La raison d’être de cet « idéal de transparence » est que le jeu soit plus engageant (Jørgensen 2013, p.7) en se dirigeant vers l’immédiateté. Les entretiens avec des designers d’interfaces dans Gameworld Interfaces mettent l’accent sur l’idée largement répandue qu’une interface trop présente et visible empêcherait le phénomène d’immersion. La transparence serait alors l’idéal vers lequel se tourner pour que l’expérience de jeu soit la plus engageante possible. (Jørgensen 2013, p.29/30). Toutefois, si le lien entre transparence et interface est évident, l’injonction à créer des interfaces littéralement transparentes pour renforcer l’immersion l’est

moins et peut être désignée comme « transparency fallacy » (Jørgensen 2013, p.31). Ce phénomène (que nous développerons dans la quatrième partie du mémoire), désigne la fausse idée que plus une interface sera transparente, plus elle sera intuitive et est une conséquence directe de l’« immersive fallacy » présentée par Salen et Zimmerman. Le fantasme d’une expérience parfaitement immédiate s’étend bien au-delà des jeux vidéo et est millénaire (Therrien 2017, p.2), Bolter et Gromala parlent de « mythe de la transparence » et remonte ses origines jusqu’à l’antiquité (2005, p.48).

Jørgensen reprend l’article « Unremarkable Computing » (de P.Tolmie, J.Pycock, T.Diggins, A.MacLean et A.Karsenty) pour défendre que l’interface ne doive pas être transparente, voire invisible, mais irremarquable : c’est-à-dire qu’elle ne doit pas attirer l’attention sur elle, malgré sa présence (Jørgensen. 2013. p.37). Si le King Kong d’Ubisoft Montpelier reste un jeu qui reçut des critiques majoritairement positives, il est impossible de dire si l’absence d’interface est responsable ou non de ce succès et si l’expérience aurait été moins positivement saluée avec des surcouches visuelles.
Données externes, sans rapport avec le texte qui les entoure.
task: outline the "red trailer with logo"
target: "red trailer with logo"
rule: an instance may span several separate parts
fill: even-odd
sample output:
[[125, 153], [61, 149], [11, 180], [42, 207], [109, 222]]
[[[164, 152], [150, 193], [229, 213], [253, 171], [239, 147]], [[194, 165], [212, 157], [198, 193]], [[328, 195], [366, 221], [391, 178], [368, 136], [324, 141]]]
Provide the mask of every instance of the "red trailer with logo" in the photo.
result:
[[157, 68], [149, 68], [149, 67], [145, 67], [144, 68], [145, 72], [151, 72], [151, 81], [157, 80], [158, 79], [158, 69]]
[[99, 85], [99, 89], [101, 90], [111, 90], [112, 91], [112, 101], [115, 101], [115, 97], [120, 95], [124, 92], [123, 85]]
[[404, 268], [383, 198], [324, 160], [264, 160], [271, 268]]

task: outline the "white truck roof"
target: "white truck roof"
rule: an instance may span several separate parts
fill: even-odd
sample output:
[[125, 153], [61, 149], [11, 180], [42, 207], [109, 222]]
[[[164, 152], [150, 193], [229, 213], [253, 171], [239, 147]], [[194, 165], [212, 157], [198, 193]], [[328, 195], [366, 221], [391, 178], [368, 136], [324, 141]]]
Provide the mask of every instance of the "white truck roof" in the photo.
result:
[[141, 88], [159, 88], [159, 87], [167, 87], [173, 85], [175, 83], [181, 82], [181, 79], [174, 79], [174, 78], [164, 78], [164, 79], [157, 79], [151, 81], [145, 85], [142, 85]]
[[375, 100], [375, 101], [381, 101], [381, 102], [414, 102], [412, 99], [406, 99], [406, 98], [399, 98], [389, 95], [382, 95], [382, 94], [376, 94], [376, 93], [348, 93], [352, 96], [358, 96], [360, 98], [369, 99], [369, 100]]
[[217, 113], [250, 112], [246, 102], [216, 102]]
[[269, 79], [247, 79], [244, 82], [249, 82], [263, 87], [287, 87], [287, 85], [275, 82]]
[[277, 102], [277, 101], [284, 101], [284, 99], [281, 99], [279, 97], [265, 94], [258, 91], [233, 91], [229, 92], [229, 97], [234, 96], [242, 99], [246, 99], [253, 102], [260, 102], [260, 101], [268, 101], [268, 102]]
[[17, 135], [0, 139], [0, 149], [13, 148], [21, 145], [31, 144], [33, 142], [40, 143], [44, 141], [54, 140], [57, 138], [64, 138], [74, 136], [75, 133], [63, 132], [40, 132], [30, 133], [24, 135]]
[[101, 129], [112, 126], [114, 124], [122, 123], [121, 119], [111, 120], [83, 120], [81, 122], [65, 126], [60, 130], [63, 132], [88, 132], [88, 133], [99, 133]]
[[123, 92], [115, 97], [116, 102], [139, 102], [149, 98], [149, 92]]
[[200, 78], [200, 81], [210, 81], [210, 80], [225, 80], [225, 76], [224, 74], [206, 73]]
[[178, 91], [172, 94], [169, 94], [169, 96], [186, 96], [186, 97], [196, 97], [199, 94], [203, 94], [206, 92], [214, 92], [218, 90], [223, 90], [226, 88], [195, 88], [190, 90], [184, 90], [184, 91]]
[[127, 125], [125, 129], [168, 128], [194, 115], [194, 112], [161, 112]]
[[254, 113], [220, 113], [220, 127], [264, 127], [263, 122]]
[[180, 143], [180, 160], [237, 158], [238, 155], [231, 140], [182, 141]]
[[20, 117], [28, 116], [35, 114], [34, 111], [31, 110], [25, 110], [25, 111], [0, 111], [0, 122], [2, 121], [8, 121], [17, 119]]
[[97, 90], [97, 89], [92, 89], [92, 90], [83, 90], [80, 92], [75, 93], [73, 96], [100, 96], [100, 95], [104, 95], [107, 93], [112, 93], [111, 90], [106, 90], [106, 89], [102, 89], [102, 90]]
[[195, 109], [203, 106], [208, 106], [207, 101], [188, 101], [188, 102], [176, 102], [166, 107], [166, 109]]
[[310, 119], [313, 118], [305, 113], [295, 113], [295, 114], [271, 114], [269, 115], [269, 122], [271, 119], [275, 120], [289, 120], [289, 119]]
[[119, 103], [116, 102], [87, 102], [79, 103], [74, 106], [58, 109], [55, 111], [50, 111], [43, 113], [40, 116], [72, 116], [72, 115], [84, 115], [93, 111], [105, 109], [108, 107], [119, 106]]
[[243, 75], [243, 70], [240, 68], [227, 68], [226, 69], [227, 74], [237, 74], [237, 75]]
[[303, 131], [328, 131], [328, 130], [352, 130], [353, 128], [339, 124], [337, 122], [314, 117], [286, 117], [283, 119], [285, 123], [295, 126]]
Interface, transparence et immersion

Que l’immersion soit un leurre ou bel et bien le but à atteindre, on peut penser que les joueurs sont habitués aux menus et à l’affichage tête haute, qui font partie des conventions du jeu vidéo, et que ces derniers ne gêneront pas leur expérience : «no authors have argued that HUD elements help immersion, but many have agreed that having some HUD elements do not harm immersion. » (Breda. 2000). De plus comme nous l’avons vu avec Arsenault et Picard, l’immersion varie en fonction du genre et chaque genre a des conventions de représentation différentes, notamment au niveau des interfaces : Un jeu d’action/aventure comme Uncharted : Drake’s Fortune (Naughty Dog, 2007) n’a pas les mêmes besoins d’interface ni le même potentiel immersif qu’un jeu de rôle au tour par tour comme Heroes of Might and Magic VI (Black Hole Entertainment, 2011). Il serait alors intéressant d’approfondir l’étude de la représentation des interfaces utilisateur dans certains genres, vers un idéal de transparence ou non, en lien avec les types d’immersions qui lui sont propres. Nous y reviendrons au cours du

Nous constatons dans ce chapitre de définition à quel point l’ajout de chaque terme (interface, transparence et immersion) met en avant de nouveaux liens et débats. Les chapitres suivants nous permettront d’approfondir ces liens d’éclaircir ces débats, et si possible de répondre à nos questionnements.